# Bi-Pole/Di-Pole



## the_rookie (Sep 30, 2008)

So, with the advancements in audio codecs, ie. Tru-HD, DTS-MA, and Atmos do we see a real benefit from these speaker types anymore? I have an unopened pair of Polk Audio FX/i's, and was wondering if they have a place in modern home theaters. With so much more advanced 3-D placement of sound from the engineers, do they benefit anymore?

Should I keep them for when I get a bigger place? Or just more bookshelves instead for the 7.1/Atmos setup?
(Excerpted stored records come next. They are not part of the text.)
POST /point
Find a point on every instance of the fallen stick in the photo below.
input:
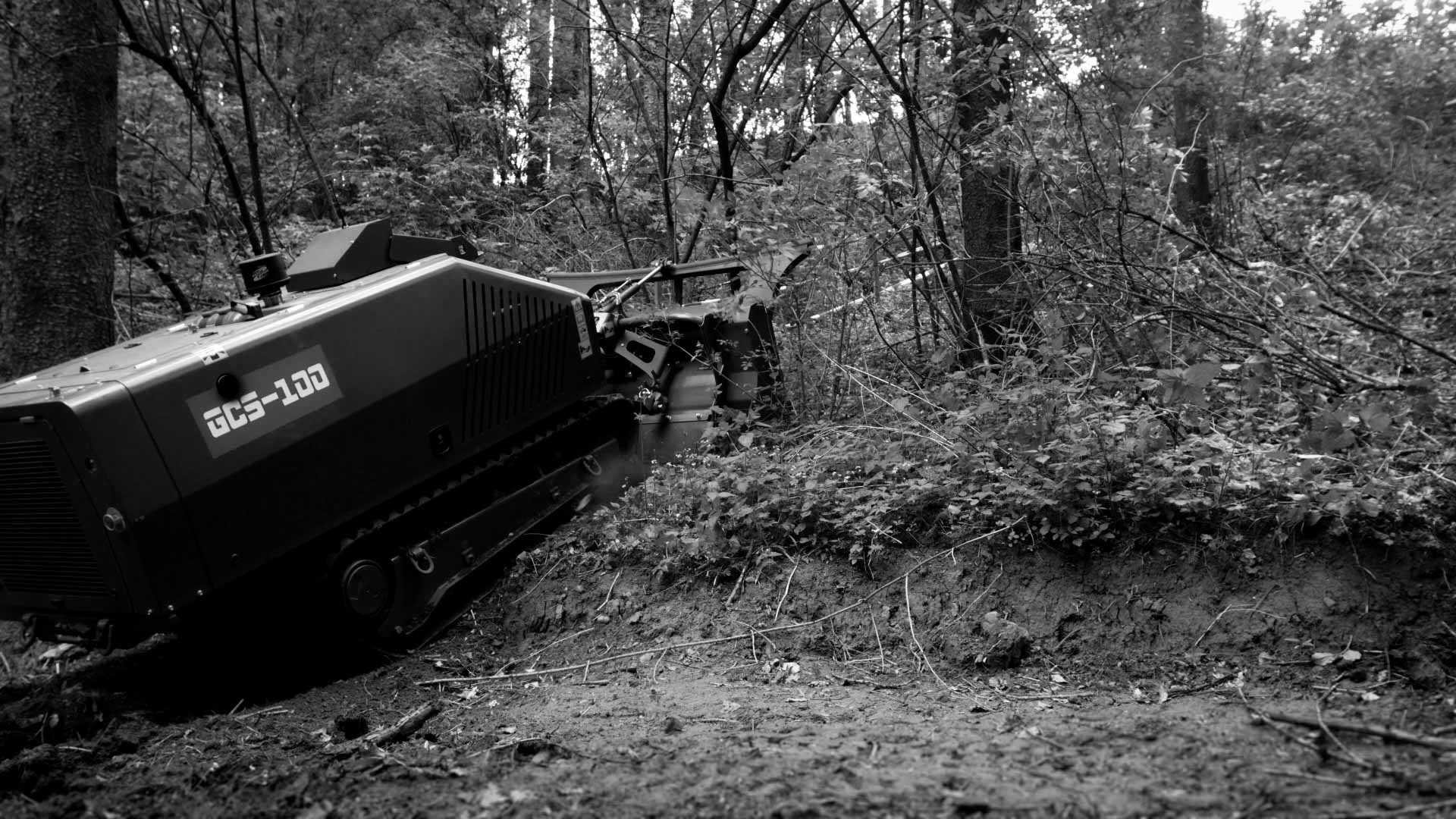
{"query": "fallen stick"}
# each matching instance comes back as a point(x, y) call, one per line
point(1405, 811)
point(405, 727)
point(910, 623)
point(715, 640)
point(1395, 735)
point(400, 730)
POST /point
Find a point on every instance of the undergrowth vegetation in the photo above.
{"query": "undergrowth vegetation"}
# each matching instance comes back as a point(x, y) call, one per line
point(1109, 463)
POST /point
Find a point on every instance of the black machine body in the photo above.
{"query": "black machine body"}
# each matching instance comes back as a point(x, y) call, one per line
point(378, 422)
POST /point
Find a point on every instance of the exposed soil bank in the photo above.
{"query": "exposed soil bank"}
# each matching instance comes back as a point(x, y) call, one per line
point(1122, 687)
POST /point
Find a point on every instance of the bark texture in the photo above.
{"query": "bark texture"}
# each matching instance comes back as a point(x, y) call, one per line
point(57, 213)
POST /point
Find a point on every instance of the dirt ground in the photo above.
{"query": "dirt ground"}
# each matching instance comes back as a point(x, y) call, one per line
point(1136, 686)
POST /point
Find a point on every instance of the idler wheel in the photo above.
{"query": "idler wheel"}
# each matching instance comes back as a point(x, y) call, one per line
point(366, 588)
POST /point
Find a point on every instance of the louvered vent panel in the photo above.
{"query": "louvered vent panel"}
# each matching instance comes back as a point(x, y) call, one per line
point(520, 354)
point(42, 547)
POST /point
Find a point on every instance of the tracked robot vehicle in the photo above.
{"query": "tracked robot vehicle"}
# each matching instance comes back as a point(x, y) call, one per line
point(366, 428)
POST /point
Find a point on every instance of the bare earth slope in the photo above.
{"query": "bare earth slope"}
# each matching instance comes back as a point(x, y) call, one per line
point(1147, 687)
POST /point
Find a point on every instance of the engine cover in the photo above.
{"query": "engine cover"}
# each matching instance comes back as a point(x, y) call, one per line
point(149, 475)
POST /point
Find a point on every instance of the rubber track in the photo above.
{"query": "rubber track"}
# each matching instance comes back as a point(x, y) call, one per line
point(414, 516)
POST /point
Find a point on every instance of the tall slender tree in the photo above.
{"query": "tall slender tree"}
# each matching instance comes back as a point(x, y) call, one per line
point(57, 212)
point(1193, 191)
point(989, 212)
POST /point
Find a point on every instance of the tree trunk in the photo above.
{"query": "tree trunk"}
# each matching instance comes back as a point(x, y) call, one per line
point(571, 60)
point(538, 93)
point(57, 218)
point(1193, 193)
point(990, 221)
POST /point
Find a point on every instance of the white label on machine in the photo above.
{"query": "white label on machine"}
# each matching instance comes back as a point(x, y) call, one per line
point(582, 330)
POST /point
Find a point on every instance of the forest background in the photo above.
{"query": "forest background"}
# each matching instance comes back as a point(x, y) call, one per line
point(1111, 271)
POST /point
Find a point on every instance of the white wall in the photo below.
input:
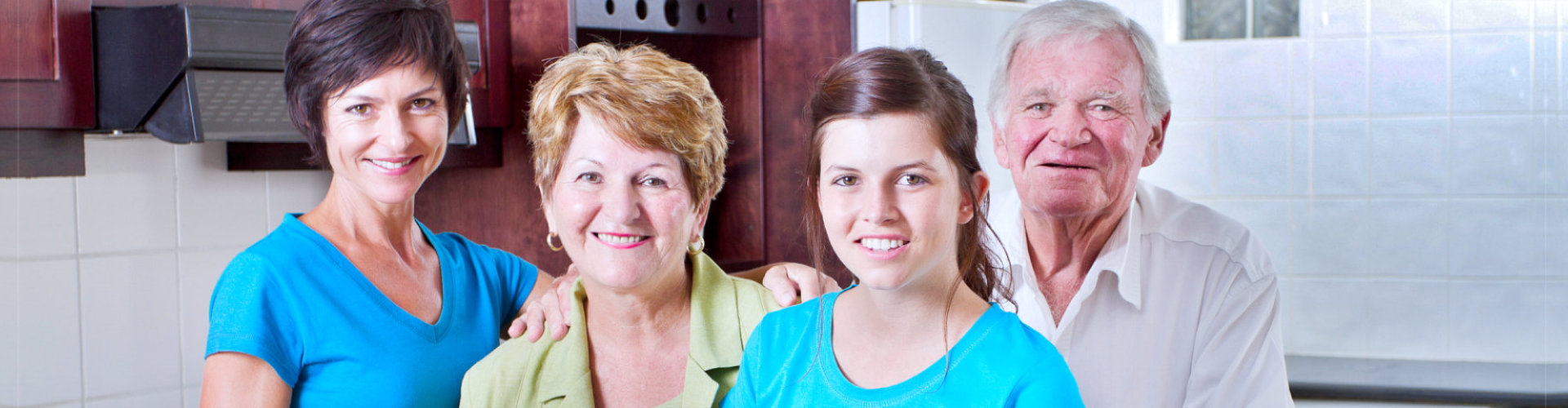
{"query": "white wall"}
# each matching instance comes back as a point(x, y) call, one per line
point(1404, 162)
point(104, 280)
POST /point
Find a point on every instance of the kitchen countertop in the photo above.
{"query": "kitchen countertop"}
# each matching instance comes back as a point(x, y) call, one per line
point(1360, 379)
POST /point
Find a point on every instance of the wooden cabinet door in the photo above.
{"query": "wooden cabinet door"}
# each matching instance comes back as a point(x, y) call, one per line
point(46, 74)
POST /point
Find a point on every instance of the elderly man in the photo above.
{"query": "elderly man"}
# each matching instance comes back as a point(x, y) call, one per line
point(1152, 299)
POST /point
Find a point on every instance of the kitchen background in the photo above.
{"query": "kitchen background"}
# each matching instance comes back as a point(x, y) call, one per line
point(1404, 162)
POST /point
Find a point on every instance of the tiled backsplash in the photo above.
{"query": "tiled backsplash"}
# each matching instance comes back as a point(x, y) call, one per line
point(110, 273)
point(1414, 190)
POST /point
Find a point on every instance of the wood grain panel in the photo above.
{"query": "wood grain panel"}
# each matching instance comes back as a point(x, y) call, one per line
point(41, 153)
point(65, 98)
point(800, 40)
point(501, 206)
point(27, 38)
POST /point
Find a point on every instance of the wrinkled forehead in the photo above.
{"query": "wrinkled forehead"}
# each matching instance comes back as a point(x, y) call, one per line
point(1092, 61)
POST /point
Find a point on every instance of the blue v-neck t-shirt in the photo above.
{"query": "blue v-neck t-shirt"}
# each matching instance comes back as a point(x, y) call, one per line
point(295, 302)
point(998, 363)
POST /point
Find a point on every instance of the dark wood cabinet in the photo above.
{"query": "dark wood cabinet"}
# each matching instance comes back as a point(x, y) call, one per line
point(764, 82)
point(46, 86)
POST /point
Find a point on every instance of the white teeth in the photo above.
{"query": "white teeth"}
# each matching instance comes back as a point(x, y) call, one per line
point(882, 244)
point(620, 239)
point(390, 165)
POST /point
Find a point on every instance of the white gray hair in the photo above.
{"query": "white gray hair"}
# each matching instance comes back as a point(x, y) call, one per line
point(1082, 20)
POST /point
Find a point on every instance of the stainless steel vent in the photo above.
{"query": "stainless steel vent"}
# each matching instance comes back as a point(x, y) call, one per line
point(724, 18)
point(190, 74)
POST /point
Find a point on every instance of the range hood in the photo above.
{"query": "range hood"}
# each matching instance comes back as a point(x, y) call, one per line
point(190, 74)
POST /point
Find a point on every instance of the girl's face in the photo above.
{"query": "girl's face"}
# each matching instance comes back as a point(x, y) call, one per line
point(625, 214)
point(891, 202)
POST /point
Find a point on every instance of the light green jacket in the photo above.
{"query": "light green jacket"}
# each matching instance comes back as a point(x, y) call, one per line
point(555, 372)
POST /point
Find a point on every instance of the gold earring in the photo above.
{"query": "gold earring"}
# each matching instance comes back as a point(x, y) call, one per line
point(697, 246)
point(550, 239)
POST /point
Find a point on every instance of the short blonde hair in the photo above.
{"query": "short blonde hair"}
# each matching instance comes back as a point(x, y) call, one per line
point(644, 98)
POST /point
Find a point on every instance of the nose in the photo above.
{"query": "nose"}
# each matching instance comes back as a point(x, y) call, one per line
point(394, 131)
point(880, 206)
point(621, 204)
point(1070, 129)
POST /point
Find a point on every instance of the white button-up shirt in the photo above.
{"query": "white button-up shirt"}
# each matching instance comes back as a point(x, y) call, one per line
point(1179, 308)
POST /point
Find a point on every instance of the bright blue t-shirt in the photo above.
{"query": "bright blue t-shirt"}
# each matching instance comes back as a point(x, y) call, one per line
point(295, 302)
point(998, 363)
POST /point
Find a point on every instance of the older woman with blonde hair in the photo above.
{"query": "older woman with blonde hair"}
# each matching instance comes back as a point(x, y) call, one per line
point(627, 153)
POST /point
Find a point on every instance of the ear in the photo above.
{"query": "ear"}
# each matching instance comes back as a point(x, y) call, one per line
point(702, 220)
point(1156, 142)
point(966, 209)
point(545, 204)
point(1000, 143)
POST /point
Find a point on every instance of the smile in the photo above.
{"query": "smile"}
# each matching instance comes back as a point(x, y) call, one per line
point(620, 241)
point(391, 165)
point(882, 244)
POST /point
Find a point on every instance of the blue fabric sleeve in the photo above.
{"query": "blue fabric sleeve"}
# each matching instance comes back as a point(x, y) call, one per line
point(519, 277)
point(1049, 385)
point(252, 314)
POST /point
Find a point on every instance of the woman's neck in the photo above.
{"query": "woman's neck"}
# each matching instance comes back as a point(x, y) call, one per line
point(349, 219)
point(883, 338)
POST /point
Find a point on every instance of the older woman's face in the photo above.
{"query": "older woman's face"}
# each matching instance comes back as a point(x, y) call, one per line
point(625, 214)
point(386, 134)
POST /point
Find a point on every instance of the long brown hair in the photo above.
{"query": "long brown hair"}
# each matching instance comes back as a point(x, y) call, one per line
point(889, 81)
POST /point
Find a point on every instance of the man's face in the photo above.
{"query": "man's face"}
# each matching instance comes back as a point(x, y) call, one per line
point(1073, 127)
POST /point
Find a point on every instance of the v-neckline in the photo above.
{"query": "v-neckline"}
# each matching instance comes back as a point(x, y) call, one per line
point(429, 331)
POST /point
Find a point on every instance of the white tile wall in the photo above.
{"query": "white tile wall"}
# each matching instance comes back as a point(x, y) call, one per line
point(1254, 159)
point(131, 338)
point(1491, 15)
point(1186, 163)
point(10, 339)
point(1407, 237)
point(49, 228)
point(160, 399)
point(1329, 317)
point(1330, 237)
point(1407, 319)
point(1426, 153)
point(126, 203)
point(1494, 74)
point(1498, 321)
point(1496, 156)
point(1498, 237)
point(216, 207)
point(1339, 157)
point(49, 333)
point(1410, 16)
point(1336, 18)
point(1252, 79)
point(1409, 76)
point(199, 273)
point(1409, 156)
point(1545, 78)
point(294, 192)
point(1339, 78)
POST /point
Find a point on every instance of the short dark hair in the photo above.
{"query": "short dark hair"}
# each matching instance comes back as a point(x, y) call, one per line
point(336, 44)
point(910, 81)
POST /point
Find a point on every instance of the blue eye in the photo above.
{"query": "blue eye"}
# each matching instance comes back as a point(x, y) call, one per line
point(847, 181)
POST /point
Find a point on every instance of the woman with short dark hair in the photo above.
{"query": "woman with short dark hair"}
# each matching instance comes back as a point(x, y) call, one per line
point(356, 304)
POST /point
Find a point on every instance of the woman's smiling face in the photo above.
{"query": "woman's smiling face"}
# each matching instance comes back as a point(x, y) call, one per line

Sent from my iPhone using Tapatalk


----------



## theJman (Mar 3, 2012)

That's a good question, but unfortunately I don't know enough about Atmos to be able to answer. I do know that bi-pole speakers are also used to overcome seating position issues relative to speaker placement, so in that context they may still provide a benefit to some.


----------



## dramitpc (May 11, 2013)

Hi there 
Dipole surrounds are not recommended for atmos setup










Sent from my iPhone using Tapatalk


----------



## giro1991 (Apr 21, 2013)

Don't bother with Atmos, save and get subs. Its essential in this day and age. Alternatively two 15 drivers are sufficient.


----------



## willis7469 (Jan 31, 2014)

I have never enjoyed them personally, but do understand that as Jman said, they do have their place. Also the pic from Dolby.com illustrates the lack of usefulness in immersive setups. I believe you almost answered your own question. Lol. Due to the accuracy of object based audio, bi/dipole speakers actually go against good playback. You might keep them for a bedroom, or den system or somewhere small where they could be useful. Personally however, I'd probably sell them to finance other purchases.


----------